The global trade of perishable items has increased in the past years and is projected to continue increasing. This has caused high demand for quick transportation of fresh perishable goods.
But while globalization increases demand for products to be shipped overseas, it also relies on regional transportation as well as local transportation. The modes of transportation to bring a product from Greece to New York are different than those to transport that same product from New York to Chicago and Chicago to North Dakota. This can range from maritime transport in refrigerated containers to regional transportation in reefer trucks to local refrigerated courier service.
The cold chain has also contributed to economic development. Developing countries have fewer barriers to entry in when it comes to both consuming and producing perishable goods.
The Life-Science and Pharmaceutical industries have also experienced tremendous growth over the past decade and are set to continue growing and evolving.

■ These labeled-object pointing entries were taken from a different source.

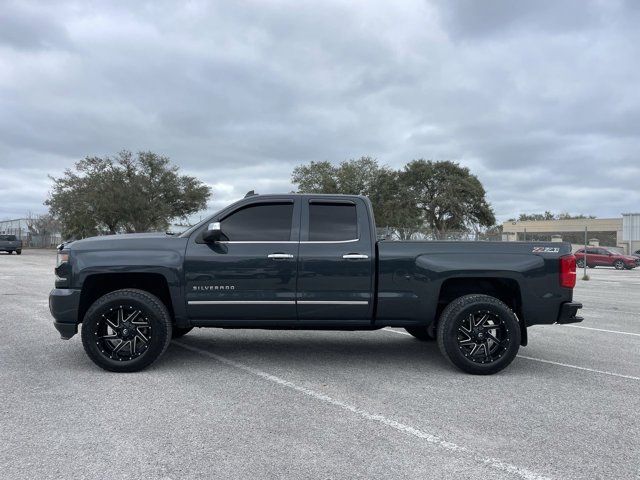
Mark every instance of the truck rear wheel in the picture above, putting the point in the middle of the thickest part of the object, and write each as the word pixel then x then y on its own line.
pixel 421 333
pixel 479 334
pixel 126 330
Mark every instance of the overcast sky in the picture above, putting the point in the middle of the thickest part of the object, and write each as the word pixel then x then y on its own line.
pixel 540 99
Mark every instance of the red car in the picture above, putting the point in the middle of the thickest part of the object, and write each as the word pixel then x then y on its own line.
pixel 603 257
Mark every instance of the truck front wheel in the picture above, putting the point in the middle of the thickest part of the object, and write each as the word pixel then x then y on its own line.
pixel 479 334
pixel 126 330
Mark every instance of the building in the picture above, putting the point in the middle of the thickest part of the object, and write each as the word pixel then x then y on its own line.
pixel 630 232
pixel 600 231
pixel 20 228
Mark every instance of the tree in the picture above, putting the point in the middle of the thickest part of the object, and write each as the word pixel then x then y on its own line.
pixel 124 194
pixel 42 225
pixel 448 195
pixel 363 176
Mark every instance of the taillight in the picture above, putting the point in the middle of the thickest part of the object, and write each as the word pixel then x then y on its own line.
pixel 568 271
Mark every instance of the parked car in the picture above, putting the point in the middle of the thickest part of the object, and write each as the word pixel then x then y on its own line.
pixel 10 244
pixel 307 262
pixel 604 257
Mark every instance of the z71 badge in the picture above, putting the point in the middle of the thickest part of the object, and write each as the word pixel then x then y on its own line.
pixel 545 250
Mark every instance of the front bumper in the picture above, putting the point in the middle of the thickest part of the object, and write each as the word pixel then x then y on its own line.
pixel 63 305
pixel 568 312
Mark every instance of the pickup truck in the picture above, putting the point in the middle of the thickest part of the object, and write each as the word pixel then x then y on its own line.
pixel 10 244
pixel 302 261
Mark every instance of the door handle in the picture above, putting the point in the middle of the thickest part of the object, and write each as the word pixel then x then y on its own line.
pixel 280 256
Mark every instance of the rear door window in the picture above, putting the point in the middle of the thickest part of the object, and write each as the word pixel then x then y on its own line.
pixel 332 222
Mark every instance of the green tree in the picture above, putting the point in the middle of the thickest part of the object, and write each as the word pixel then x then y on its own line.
pixel 125 193
pixel 448 195
pixel 362 176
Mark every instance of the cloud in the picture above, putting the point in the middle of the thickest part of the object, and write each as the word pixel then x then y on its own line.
pixel 539 99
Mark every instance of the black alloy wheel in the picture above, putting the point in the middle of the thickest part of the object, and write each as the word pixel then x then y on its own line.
pixel 483 337
pixel 123 332
pixel 479 334
pixel 126 330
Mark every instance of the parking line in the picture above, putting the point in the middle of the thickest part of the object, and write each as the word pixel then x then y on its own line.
pixel 490 462
pixel 629 377
pixel 602 330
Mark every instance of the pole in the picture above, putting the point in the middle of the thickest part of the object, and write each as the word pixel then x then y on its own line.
pixel 585 251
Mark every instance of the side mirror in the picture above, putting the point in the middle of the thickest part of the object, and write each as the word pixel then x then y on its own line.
pixel 212 233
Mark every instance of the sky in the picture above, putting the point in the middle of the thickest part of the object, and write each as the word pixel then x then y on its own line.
pixel 540 99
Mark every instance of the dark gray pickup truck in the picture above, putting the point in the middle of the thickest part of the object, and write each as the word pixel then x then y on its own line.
pixel 307 262
pixel 10 244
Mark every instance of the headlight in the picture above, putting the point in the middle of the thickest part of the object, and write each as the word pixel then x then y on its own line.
pixel 62 270
pixel 62 257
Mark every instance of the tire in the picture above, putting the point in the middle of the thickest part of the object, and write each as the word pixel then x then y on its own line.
pixel 481 354
pixel 124 349
pixel 421 333
pixel 178 332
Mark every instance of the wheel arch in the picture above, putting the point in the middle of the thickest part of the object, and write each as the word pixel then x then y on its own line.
pixel 99 284
pixel 507 290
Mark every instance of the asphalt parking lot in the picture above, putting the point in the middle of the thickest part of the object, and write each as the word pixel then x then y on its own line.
pixel 275 404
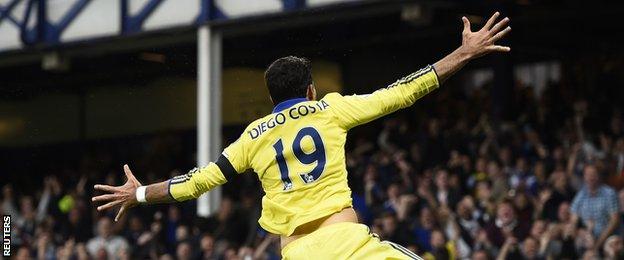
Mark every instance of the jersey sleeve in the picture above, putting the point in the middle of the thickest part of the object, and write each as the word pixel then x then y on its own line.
pixel 355 110
pixel 197 181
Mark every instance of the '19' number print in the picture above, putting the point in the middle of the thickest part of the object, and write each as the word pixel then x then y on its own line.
pixel 318 156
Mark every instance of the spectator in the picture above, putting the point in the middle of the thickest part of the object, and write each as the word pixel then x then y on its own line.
pixel 596 205
pixel 506 225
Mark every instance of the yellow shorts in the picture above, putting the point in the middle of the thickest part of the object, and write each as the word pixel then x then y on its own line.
pixel 344 241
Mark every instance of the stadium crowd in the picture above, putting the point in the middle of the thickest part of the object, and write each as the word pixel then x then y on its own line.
pixel 445 179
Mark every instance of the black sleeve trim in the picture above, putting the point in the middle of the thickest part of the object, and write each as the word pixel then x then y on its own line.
pixel 226 167
pixel 169 189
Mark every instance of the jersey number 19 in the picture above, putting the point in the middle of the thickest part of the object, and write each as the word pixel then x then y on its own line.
pixel 318 156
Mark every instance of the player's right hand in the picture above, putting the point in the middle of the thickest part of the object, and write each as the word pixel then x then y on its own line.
pixel 124 195
pixel 479 43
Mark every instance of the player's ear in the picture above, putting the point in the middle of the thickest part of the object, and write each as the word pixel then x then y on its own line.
pixel 311 93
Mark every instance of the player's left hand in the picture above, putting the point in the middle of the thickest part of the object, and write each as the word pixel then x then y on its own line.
pixel 124 195
pixel 479 43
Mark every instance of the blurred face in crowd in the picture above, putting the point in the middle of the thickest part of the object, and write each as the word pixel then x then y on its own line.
pixel 22 254
pixel 183 252
pixel 389 224
pixel 614 246
pixel 26 208
pixel 505 213
pixel 539 171
pixel 437 239
pixel 105 227
pixel 493 170
pixel 74 216
pixel 393 191
pixel 530 247
pixel 591 177
pixel 480 165
pixel 483 191
pixel 182 233
pixel 480 255
pixel 521 201
pixel 521 164
pixel 559 181
pixel 465 208
pixel 505 155
pixel 538 228
pixel 207 243
pixel 442 179
pixel 426 218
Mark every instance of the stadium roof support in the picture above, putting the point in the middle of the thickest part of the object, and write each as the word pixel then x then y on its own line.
pixel 209 53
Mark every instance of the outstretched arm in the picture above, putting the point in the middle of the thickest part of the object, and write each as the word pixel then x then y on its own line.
pixel 359 109
pixel 179 188
pixel 474 45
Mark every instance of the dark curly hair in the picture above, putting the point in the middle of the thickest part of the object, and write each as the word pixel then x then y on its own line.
pixel 288 77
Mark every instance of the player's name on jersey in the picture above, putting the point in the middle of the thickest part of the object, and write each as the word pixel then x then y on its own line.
pixel 294 113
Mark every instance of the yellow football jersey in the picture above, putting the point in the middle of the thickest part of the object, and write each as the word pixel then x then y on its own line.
pixel 298 152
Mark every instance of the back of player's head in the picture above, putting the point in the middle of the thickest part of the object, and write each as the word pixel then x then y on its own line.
pixel 288 77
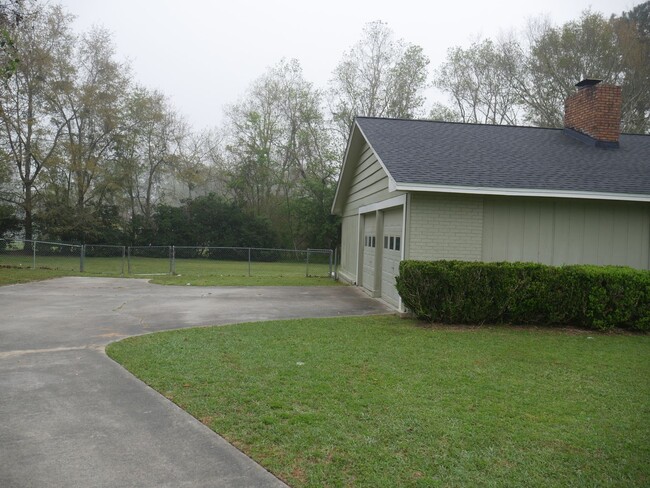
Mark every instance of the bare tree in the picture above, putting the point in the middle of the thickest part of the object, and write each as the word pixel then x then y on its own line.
pixel 477 80
pixel 379 77
pixel 30 138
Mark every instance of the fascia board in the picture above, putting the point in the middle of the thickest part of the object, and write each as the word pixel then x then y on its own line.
pixel 523 192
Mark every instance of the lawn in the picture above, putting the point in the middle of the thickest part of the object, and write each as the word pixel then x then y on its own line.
pixel 384 402
pixel 203 272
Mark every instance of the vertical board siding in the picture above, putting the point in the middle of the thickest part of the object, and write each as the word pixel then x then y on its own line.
pixel 566 231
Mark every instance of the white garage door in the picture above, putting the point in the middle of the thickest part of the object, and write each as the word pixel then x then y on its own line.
pixel 392 253
pixel 369 245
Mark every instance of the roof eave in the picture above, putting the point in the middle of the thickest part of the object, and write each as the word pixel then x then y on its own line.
pixel 523 192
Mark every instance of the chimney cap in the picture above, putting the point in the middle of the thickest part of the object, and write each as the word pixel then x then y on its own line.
pixel 588 82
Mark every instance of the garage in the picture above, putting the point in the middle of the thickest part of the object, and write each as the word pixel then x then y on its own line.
pixel 391 254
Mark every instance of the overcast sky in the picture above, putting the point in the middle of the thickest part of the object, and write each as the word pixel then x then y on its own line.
pixel 204 54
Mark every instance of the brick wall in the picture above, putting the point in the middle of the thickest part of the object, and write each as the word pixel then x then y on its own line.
pixel 446 226
pixel 595 111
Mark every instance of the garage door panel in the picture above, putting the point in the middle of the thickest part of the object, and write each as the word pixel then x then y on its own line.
pixel 392 254
pixel 369 246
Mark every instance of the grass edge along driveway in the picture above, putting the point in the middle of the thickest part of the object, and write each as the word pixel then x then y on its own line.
pixel 382 401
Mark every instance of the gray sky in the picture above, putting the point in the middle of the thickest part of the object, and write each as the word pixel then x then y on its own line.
pixel 204 54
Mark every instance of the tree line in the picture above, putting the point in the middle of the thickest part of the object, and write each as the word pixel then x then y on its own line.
pixel 88 155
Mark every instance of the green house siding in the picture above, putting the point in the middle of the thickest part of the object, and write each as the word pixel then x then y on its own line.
pixel 566 231
pixel 369 184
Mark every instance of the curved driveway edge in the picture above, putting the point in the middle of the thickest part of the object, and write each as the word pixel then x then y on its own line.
pixel 71 417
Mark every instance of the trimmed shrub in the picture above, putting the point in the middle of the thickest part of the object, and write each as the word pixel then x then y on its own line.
pixel 460 292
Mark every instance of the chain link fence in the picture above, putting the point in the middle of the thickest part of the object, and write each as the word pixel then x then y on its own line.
pixel 167 260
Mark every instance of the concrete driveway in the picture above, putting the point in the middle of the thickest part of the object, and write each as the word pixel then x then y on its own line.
pixel 71 417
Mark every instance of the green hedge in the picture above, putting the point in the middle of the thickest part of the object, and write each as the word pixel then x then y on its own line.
pixel 459 292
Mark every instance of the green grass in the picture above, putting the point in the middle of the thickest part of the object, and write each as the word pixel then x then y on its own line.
pixel 384 402
pixel 199 272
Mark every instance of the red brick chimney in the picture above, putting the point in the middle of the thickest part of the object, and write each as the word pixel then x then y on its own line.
pixel 594 111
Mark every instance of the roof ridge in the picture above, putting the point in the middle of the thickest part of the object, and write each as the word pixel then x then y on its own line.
pixel 477 124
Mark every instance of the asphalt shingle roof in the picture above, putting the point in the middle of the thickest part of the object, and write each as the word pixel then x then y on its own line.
pixel 489 156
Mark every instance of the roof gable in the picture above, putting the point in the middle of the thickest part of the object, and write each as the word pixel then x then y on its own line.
pixel 474 158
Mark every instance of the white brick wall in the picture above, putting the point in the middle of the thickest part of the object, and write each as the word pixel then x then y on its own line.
pixel 445 226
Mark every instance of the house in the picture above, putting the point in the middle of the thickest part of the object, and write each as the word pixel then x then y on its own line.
pixel 415 189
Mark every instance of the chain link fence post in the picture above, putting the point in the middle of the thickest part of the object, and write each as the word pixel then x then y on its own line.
pixel 123 256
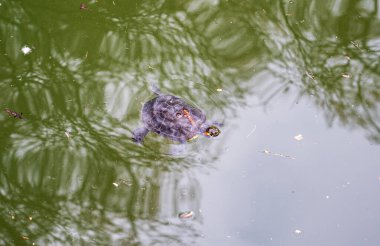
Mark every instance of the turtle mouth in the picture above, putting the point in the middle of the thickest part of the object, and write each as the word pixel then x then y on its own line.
pixel 212 131
pixel 186 114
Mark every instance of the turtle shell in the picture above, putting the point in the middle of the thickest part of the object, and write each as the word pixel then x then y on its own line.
pixel 171 117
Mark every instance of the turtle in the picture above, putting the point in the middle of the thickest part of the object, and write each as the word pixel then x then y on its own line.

In fact, as of March 2017, Pharmaceutical cold chain logistics is a $13.4-billion global industry.
The development of temperature-controlled products in the pharmaceutical and life sciences industry is growing at more than double the rate of non-temperature controlled products. Pharmaceutical Commerce estimates that by 2021, pharmaceutical cold-chain logistics will be worth $16.6 billion.
Technological innovation in these fields has led to the creation of more and more products that need temperature controlled environments to maintain their integrity and effectiveness.
Based on increasing demand and regulation, the future of refrigerated freight is bright.
However, refrigerated transportation is a niche industry and is far more expensive to provide than the transportation of dry goods.
For example, while an average 40 foot container for transporting dry goods costs around $5,000, a reefer the same size can cost around $30,000.
While there is competition within the industry, the specialized nature of the services and the training necessary to provide the best possible service stop many transporters of dry goods from entering into the market.
There is a lot more to transporting a pallet of produce, meat, fish, or dairy than there is in transporting a pallet of paper. And people will always have a need to consume fresh food!
Additionally, while some companies are equipped with dedicated fleets for the transportation of dry goods, it is much more difficult for a company that lacks the core competency of refrigerated transportation to maintain its own fleet and manage its own logistics.
This constitutes an area in which Third Party Logistics providers can save money and increase efficiency for shippers.
This makes established refrigerated delivery service providers in the industry such as Winnesota an ideal partner.
Winnesota has made a concerted effort to hire and train the best staff in the industry. We take safety and training very seriously and are continually monitoring our fleet from the time we pick the product up until it is delivered.
Professionalism of our contractors and meeting our service to commitments to our customers are our number one mission.